Thursday, March 19, 2015

Tall Painting & Choice-Based Units

Choice-Based units are my new favorite thing.

While some students do well with very structured requirements for each class and each project, I'm definitely finding that the majority of my students are flourishing more (and getting more excited... and more cooperative) when they have the ability to set their own goals and design their own projects.

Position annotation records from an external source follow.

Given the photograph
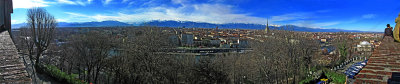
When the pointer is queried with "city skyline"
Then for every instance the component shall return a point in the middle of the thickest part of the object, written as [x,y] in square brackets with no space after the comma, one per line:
[350,15]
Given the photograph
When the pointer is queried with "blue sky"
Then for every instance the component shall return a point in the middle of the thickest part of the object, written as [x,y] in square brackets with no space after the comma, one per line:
[366,15]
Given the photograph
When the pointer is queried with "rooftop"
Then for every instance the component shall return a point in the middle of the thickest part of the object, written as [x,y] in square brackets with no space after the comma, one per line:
[385,61]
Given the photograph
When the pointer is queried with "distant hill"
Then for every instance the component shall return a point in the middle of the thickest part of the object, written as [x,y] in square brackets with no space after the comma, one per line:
[189,24]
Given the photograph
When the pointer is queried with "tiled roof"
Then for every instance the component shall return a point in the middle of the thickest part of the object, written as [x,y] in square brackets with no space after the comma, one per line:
[384,61]
[12,69]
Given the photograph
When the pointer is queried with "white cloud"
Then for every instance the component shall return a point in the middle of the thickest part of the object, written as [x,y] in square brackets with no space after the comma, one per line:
[29,3]
[90,1]
[105,2]
[76,2]
[61,20]
[124,1]
[368,16]
[292,16]
[66,2]
[213,13]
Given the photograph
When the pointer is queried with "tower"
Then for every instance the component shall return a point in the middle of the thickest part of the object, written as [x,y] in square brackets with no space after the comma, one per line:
[6,9]
[267,28]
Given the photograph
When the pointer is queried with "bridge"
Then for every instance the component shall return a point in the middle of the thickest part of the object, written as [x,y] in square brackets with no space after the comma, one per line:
[383,66]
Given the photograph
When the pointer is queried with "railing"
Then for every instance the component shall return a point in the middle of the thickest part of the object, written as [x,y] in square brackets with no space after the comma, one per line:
[342,65]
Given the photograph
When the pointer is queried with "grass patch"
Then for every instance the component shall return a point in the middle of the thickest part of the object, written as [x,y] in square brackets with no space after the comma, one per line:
[56,73]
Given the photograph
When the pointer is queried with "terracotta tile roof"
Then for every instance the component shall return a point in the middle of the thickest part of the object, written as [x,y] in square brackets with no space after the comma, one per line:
[384,61]
[12,69]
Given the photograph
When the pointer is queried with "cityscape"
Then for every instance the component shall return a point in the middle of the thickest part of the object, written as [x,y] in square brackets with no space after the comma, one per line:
[196,42]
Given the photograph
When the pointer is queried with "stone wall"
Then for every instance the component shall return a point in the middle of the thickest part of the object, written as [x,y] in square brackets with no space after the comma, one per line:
[12,68]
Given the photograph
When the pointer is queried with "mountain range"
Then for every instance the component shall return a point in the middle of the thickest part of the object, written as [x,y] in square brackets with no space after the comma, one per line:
[190,24]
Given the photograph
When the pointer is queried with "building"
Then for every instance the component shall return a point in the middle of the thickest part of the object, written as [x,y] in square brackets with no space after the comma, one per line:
[6,9]
[187,39]
[364,46]
[266,28]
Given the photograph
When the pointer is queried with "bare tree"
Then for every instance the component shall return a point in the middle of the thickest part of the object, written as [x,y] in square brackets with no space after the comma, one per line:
[42,25]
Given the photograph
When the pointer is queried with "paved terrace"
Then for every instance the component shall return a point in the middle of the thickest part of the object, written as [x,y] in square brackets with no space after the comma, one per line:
[12,69]
[384,61]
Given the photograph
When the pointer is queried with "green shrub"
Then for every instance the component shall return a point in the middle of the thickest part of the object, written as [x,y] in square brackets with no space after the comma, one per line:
[335,77]
[306,81]
[56,73]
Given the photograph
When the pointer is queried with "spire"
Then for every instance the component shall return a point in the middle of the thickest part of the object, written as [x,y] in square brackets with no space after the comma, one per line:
[267,28]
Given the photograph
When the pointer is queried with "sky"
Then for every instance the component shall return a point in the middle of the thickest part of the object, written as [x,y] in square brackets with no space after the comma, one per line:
[365,15]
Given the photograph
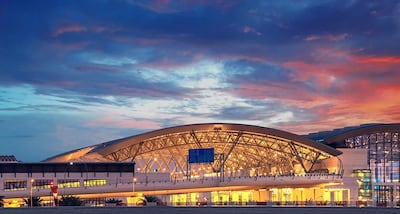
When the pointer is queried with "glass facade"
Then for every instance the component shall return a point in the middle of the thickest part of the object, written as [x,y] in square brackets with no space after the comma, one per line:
[68,183]
[15,185]
[384,161]
[94,182]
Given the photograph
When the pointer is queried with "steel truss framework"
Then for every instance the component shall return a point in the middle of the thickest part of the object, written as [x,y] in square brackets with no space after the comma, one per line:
[237,153]
[383,154]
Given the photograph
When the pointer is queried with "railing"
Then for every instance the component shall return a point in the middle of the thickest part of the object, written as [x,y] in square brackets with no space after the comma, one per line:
[127,185]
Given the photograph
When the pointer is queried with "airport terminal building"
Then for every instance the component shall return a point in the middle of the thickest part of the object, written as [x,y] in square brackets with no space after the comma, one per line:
[222,164]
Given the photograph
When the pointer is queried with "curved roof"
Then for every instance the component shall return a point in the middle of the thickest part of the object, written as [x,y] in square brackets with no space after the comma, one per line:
[107,148]
[338,137]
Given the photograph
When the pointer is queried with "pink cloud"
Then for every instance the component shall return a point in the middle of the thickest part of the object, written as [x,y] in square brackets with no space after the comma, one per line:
[72,28]
[312,38]
[328,37]
[115,122]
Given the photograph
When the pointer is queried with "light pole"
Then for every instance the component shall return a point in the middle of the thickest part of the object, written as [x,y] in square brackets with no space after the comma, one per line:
[145,169]
[32,180]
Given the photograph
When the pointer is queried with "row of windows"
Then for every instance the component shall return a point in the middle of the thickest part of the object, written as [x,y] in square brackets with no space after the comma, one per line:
[18,185]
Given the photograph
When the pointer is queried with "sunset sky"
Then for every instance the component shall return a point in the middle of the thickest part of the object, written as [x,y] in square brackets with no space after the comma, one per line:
[78,73]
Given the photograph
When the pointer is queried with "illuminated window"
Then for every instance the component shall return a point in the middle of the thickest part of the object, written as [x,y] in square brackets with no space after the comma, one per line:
[68,183]
[42,184]
[15,185]
[94,182]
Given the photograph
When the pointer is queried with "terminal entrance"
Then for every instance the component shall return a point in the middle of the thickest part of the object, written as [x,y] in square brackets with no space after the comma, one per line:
[273,196]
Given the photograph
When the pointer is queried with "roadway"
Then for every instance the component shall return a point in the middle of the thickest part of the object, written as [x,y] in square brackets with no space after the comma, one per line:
[197,210]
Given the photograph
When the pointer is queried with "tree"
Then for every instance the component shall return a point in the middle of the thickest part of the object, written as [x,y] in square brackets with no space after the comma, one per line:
[1,201]
[36,201]
[70,201]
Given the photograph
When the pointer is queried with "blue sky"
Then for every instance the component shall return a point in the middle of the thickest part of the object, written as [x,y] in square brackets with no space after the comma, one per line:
[77,73]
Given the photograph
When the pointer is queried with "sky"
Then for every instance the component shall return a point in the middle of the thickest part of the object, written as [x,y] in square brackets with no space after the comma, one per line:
[78,73]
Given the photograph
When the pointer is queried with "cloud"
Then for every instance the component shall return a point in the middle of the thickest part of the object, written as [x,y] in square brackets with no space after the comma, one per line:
[71,28]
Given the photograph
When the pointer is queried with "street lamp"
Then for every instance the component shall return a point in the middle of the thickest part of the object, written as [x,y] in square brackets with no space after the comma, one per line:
[32,180]
[145,168]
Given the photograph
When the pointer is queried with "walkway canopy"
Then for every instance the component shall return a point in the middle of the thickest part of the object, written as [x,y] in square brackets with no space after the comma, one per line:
[238,150]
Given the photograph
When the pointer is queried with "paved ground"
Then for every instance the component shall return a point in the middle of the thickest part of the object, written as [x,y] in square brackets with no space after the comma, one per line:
[196,210]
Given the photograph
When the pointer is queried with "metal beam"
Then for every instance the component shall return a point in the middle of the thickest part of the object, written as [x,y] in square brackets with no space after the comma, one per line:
[296,153]
[196,140]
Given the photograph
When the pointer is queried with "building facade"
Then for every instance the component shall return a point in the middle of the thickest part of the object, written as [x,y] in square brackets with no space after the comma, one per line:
[252,165]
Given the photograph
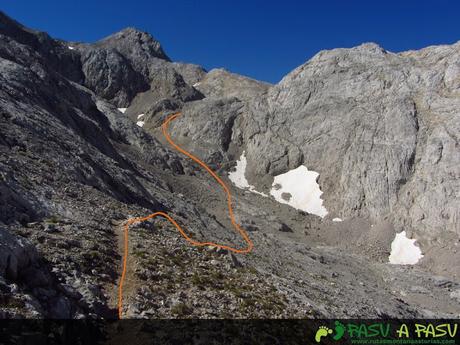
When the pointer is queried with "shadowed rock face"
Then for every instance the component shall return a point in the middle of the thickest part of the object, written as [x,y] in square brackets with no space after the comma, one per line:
[380,128]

For any art teachers reading this: Here's a good article from The Art of Education about the "Choice-Based Spectrum" of art ed: http://www.theartofed.com/2014/12/19/where-are-you-on-the-choice-spectrum/

But THIS is what I really want to share:


Tall Painting - artist Holton Rower

I discovered Tall Painting while researching Process Art for my Advanced Art class. One particular student in my first-year art class seemed to need some inspiration for his "Free Choice" project, so I showed him the above video. He set about searching for advice and materials to build his own "hat" (as the structures are called) and diluting paint so that he could pour it.

A tall painting by Mike S. in progress

fresh, wet paint layers
The finished product is still not quite dry, but I know that some sections dried with much more interesting patterns than others, and I believe Mike is considering chopping up the project and working with the pieces, rather than displaying the entire thing as is, but we shall see...



And check out the variety of projects created during Art IV's Fauvism unit after introducing CBA:

Students working in a variety of media during a Choice-Based unit

The 10 images with green and purple borders along the top were chosen by students as examples of Fauvism they liked best.